Grosses délivréesRÉPUBLIQUE FRANÇAISE
aux parties le :AU NOM DU PEUPLE FRANÇAIS
COUR D'APPEL DE PARIS
Pôle 4 - Chambre 4
ARRÊT DU 25 AVRIL 2017
(n° , 7 pages)
Numéro d'inscription au répertoire général : 14/26125
Décision déférée à la Cour : Jugement du 21 Novembre 2014 -Tribunal d'Instance de SAINT-DENIS - RG n° 11-14-000495
APPELANTE
Madame [A] [Q]
née le [Date naissance 1] 1957 à ALGER (ALGÉRIE)
[Adresse 1]
[Adresse 2]
Représentée et assistée de Me Dominique PONTE, avocat au barreau de PARIS, toque : E1214
INTIMÉE
SA [Adresse 3], agissant poursuites et diligences de ses représentants légaux domiciliés es qualité audit siège
N° SIRET : 552 093 338 00382
[Adresse 4]
[Adresse 5]
Représentée par Me Bruno REGNIER de la SCP REGNIER - BEQUET - MOISAN, avocat au barreau de PARIS, toque : L0050
Assistée de Me Cécile OURS, avocat au barreau de PARIS, toque : NAN362
COMPOSITION DE LA COUR :
En application des dispositions des articles 786 et 907 du code de procédure civile, l'affaire a été débattue le 27 Février 2017, en audience publique, les avocats ne s'y étant pas opposés, devant Mme Sabine Leblanc, Conseillère faisant fonction de président, et Mme Sophie Grall, Conseillère, chargée du rapport.

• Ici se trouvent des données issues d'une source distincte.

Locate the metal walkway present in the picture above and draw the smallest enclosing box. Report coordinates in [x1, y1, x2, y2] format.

Ces magistrats ont rendu compte des plaidoiries dans le délibéré de la Cour, composée de :
Mme Sabine Leblanc, Conseillère faisant fonction de président
Mme Sophie Grall, Conseillère
M. Philippe Javelas, Conseiller
En application de l'ordonnance de Mme le premier président de la cour d'appel de PARIS en date du 16 décembre 2016
Greffier, lors des débats : Mme Christelle Marie-Luce
ARRÊT :
- CONTRADICTOIRE
- par mise à disposition de l'arrêt au greffe de la Cour, les parties en ayant été préalablement avisées dans les conditions prévues au deuxième alinéa de l'article 450 du code de procédure civile.
- signé par Mme Sabine Leblanc, Conseillère faisant fonction de président et par Mme Christelle Marie-Luce, greffier présent lors de la mise à disposition.
***
Suivant contrat de location en date du 22 novembre 1976, la société d'HLM 'Le Foyer du Fonctionnaire et de la Famille' a donné à bail à Monsieur [S] [Q] un appartement de type F4, situé [Adresse 6].
Le 6 décembre 1988, une convention a été conclue en application de l'article L 351-2 du code de la construction et de l'habitation entre l'Etat et la société d'HLM 'Le Foyer du Fonctionnaire et de la Famille'.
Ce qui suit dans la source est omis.